Fiction Mondays: Drown

Junot Díaz’s “Drown” was on my to-read list for a really long time, so I finally bought it and got around to reading it. I loved “The Brief Wondrous Life of Oscar Wao,” and the short stories I had read, like “How to Date a Whitegirl, Blackgirl, Browngirl, Halfie,” were so intelligent and engaging and funny that I knew I had to read the whole collection. The book didn’t disappoint.

Junot Díaz’s greatest strength, I think, is his voice. The stories are often in the first-person and feel so natural, like you’re hearing them told rather than reading them. This is a tough trick to pull off, I think. It requires a really delicate balance of details to remain realistic, and I think Díaz excels at providing enough information to really flesh out his characters without making it seem like they’re noticing things that no real person would notice. Not that the details are scant in any way: there are small things in all of the stories that the characters notice because of how he develops them, whether it’s the pool table deliveryman who notes the details on all of the models because he’s trying to save enough money to buy one for himself, or a guy going through a breakup at the same time as the woman in the apartment underneath his, who knows her route around the apartment because it mirrors his own.

There’s also an excellent sense of place in these stories. The ones that take place in New Jersey travel on the New Jersey Turnpike or the Garden State Parkway, or they take the bus to Paramus, while the ones in the Dominican Republic evoke the place so well that I can see it even though I’ve never been there. Díaz has a real talent when it comes to setting; the story “Boyfriend,” about the breakups on separate floors, was one of my favorites. It used the layout of the apartment so well, and gave the story a geography that made it incredibly concrete and visual.

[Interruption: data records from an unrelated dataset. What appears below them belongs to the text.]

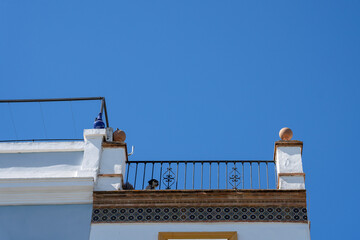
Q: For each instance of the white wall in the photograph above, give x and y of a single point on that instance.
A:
(246, 231)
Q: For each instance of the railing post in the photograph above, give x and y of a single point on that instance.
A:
(288, 160)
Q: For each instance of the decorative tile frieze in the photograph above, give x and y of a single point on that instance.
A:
(199, 214)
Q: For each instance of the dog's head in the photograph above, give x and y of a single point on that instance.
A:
(153, 183)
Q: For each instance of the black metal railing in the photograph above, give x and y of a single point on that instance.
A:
(201, 174)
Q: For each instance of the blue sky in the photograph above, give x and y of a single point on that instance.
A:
(199, 80)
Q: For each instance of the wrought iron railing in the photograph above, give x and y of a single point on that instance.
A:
(199, 174)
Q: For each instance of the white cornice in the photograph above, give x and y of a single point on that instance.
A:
(30, 147)
(36, 191)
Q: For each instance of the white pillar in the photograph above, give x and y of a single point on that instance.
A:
(288, 162)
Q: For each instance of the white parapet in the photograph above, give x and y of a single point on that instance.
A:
(288, 159)
(112, 167)
(44, 191)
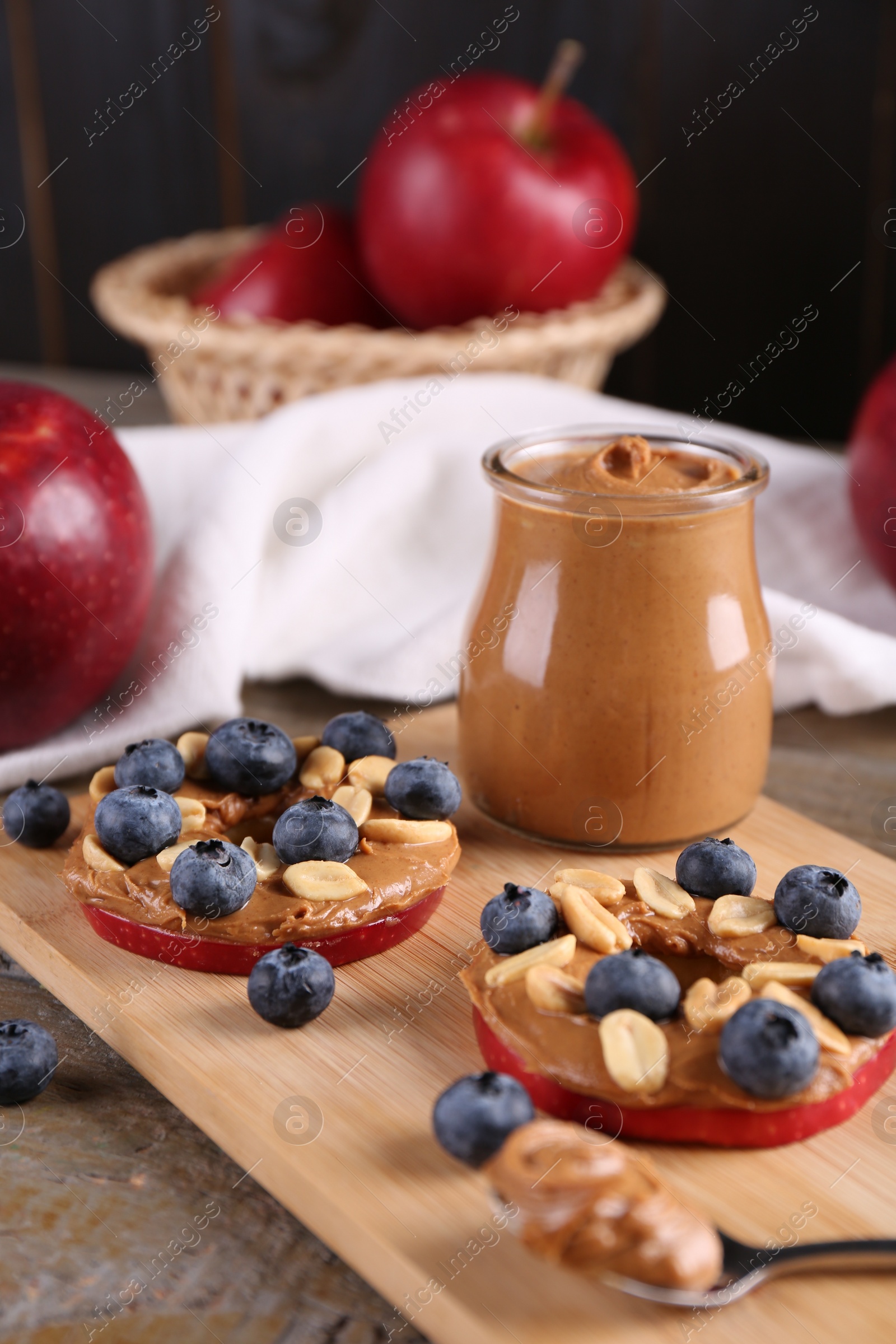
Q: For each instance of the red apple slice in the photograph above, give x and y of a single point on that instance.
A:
(723, 1128)
(237, 959)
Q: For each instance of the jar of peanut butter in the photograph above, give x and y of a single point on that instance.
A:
(629, 699)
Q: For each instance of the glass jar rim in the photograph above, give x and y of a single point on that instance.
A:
(753, 479)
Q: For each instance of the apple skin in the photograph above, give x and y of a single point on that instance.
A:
(457, 220)
(76, 561)
(872, 464)
(304, 269)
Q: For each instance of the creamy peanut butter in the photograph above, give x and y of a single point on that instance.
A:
(566, 1046)
(598, 1206)
(398, 875)
(629, 701)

I don’t know if I’d call it a collection of linked stories, exactly; while many have the same characters and background, there is a lot of variation and a number of stories that involve separate characters altogether. The connections between the stories are really interesting, though. There are themes of missing fathers (or fathers who vanish and then return), and a recurring question of what it means to be financially stable. While the stories that take place in the Dominican Republic often touch on how the poorer characters scrape by, the New Jersey stories find them a little wealthier, but there is always a price. There’s a character who supports his mother by selling pot, but he worries that she might find out where the money comes from, and he has higher aspirations; the pool table deliveryman has a stable income, but used to steal money from the register to buy presents for his girlfriend.

Díaz is a really powerful writer, and his ability to develop characters makes these stories resonate long after you’ve finished the book. Even in the most broken characters, he has such a huge amount of empathy toward them that you can’t help but hope things will turn out for them. The second-to-last story in the book, which revisits a character seen in the first story, takes a deformed man and makes him into an odd kind of hero, running around his town and trying to perform good deeds. It kind of acts as an explanation for the rest of the characters in the stories: yes, they can seem like monsters at times, but their intentions are not necessarily malevolent. It just takes a different way of looking at them to understand what they’re trying to do.